La notion d’ « identité nationale » est à géométrie aussi variable que le rapport à « l’Autre » : « Selon les mots de Simmel, la vie sociale est faite de « portes » et de « ponts », de fermetures et de liens qui ne sont pas seulement des relations, mais aussi des modes de constitution des appartenances et des imaginaires sociaux. En ce sens, les frontières débordent les seuls Etats, elles relient autant qu’elles séparent, elles créent des identités autant qu’elles en procèdent.
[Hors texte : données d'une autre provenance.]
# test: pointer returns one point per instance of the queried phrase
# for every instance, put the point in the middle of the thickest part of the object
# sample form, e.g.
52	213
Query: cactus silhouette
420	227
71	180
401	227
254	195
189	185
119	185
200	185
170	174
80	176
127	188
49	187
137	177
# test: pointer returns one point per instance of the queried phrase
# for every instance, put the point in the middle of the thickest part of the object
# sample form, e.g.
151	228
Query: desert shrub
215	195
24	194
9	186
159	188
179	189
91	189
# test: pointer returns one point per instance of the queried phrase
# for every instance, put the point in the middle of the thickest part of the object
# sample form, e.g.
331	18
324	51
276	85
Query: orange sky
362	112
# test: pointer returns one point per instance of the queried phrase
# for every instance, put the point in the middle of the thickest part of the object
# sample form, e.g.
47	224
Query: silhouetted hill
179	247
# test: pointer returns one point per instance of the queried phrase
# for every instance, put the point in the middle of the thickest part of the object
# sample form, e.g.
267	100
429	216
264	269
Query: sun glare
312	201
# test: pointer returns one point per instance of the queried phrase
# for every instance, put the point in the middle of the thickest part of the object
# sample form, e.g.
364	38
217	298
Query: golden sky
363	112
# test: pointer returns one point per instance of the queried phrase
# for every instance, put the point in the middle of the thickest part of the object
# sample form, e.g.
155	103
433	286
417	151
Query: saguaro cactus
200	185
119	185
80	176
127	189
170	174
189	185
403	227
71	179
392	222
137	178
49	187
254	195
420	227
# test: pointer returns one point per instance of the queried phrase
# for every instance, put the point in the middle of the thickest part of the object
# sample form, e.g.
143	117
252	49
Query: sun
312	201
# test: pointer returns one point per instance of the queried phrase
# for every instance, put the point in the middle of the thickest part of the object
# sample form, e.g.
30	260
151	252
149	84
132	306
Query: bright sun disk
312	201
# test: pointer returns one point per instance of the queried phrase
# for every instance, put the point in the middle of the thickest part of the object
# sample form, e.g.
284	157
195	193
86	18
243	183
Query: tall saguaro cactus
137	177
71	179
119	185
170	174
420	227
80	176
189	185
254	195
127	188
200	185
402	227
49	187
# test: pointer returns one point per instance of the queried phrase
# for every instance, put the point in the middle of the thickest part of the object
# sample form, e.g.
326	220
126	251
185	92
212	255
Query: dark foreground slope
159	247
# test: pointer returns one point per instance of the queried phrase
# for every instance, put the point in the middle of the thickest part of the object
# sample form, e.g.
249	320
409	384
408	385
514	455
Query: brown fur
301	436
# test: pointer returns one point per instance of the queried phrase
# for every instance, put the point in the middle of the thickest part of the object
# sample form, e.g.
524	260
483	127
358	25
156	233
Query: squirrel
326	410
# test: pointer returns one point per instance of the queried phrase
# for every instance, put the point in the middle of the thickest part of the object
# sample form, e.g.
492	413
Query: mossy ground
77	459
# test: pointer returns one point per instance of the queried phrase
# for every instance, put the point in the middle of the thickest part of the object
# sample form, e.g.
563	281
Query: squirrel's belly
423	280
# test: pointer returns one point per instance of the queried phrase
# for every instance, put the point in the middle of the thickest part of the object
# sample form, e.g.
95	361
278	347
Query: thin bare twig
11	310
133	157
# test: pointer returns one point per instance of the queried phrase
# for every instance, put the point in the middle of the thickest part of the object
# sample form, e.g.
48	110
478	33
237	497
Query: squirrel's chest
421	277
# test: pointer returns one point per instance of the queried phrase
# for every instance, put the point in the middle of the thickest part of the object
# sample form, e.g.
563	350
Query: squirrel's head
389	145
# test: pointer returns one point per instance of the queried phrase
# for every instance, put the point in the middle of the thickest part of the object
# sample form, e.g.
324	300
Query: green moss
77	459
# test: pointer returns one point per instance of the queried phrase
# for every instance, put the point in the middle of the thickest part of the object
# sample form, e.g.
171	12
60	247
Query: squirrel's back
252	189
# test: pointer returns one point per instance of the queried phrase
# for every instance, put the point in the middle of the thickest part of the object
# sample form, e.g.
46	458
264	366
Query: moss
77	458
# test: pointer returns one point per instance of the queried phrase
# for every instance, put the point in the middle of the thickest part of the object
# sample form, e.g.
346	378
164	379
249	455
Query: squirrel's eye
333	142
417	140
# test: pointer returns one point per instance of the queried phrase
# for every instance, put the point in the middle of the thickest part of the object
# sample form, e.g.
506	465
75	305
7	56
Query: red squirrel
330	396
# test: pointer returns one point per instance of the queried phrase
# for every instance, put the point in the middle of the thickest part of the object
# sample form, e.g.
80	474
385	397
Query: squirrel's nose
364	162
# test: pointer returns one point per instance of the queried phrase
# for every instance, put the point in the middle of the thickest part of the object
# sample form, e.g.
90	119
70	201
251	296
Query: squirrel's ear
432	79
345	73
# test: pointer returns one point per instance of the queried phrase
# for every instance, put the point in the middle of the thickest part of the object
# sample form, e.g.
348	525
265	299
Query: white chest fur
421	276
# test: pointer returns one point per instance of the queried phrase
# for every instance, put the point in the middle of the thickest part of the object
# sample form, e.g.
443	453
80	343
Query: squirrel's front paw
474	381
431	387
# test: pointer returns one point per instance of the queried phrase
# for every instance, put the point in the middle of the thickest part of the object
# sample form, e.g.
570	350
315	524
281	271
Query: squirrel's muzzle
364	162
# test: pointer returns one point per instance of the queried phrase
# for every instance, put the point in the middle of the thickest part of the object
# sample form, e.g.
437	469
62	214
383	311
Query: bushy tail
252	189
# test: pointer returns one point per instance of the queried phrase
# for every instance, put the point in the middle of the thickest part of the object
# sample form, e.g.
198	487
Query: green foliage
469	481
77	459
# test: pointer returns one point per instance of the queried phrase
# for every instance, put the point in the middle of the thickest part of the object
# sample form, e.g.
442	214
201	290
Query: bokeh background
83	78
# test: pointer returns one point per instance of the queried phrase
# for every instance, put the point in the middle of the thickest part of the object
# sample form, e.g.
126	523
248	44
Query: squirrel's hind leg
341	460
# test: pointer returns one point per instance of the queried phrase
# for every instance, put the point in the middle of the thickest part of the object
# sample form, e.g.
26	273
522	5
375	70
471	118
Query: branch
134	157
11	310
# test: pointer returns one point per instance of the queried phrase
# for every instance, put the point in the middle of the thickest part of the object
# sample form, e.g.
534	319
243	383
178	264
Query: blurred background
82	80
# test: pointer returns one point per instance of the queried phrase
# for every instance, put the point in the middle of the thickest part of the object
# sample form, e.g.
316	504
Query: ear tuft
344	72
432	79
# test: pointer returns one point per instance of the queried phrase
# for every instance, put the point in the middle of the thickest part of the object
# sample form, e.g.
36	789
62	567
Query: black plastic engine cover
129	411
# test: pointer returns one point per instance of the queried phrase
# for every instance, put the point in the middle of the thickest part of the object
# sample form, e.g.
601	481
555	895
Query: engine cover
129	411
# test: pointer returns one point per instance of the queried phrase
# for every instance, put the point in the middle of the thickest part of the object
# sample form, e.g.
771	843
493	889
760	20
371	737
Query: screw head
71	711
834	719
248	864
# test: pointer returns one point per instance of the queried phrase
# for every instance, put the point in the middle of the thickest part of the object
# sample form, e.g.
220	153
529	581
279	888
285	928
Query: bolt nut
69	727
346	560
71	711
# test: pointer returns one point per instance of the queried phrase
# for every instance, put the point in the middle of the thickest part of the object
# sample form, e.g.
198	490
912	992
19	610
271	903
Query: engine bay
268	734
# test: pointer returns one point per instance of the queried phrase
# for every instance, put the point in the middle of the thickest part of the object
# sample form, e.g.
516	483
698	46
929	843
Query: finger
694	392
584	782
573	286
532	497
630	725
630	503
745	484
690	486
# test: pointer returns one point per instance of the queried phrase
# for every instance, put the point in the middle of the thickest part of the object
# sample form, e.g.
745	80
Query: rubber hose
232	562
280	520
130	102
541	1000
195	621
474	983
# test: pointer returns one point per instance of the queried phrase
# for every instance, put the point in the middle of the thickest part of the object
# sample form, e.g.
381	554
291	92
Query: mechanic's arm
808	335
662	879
Alors que Daech se présente comme un prophétisme révolutionnaire ayant vocation à faire advenir une communauté universelle placée sous l’autorité de Dieu, l’Etat islamique propage un imaginaire territorial délimité par des frontières (…) La réalisation de cet imaginaire utopique et le rejet de l’Etat-nation moderne doivent s’accompagner d’une stratégie de déterritorialisation dans laquelle s’est engagé l’Etat islamique depuis 2014. »

Mais un « retour des frontières » dans leurs formes anciennes semble peu probable pour autant – tout comme le retour d’identités monolithiques : si le désir de frontières « procède d’une volonté de reprendre la main sur des mutations économiques, culturelles et politiques » semblant échapper à tout contrôle, il n’annonce pas pour autant le retour des « sociétés nationales homogènes, fermées et protégées par leurs douanes »…

 

L’envers du paradis…

 

Isabelle Bruno, chargée de recherches au CNRS, rappelle que la plage, lieu de villégiature paradisiaque est aussi celui des inégalités : c’est un « espace politique, conflictuel, façonné par des rapports de force et des enjeux de pouvoir » – voire un « champ de bataille où l’on se bat pour imposer une certaine définition de la propriété et du commun, de la liberté et de l’égalité d’accès, de la justice sociale et environnementale ».

En somme, elle reproduit « l’ordre social dominant », révélant des « crispations qui se jouent ailleurs, autour du corps du corps des femmes et des valeurs qui encadrent son exposition » (Elsa Devienne) : « On ne fait bouger les lignes dans le sable qu’en changeant les rapports politiques dans la cité »…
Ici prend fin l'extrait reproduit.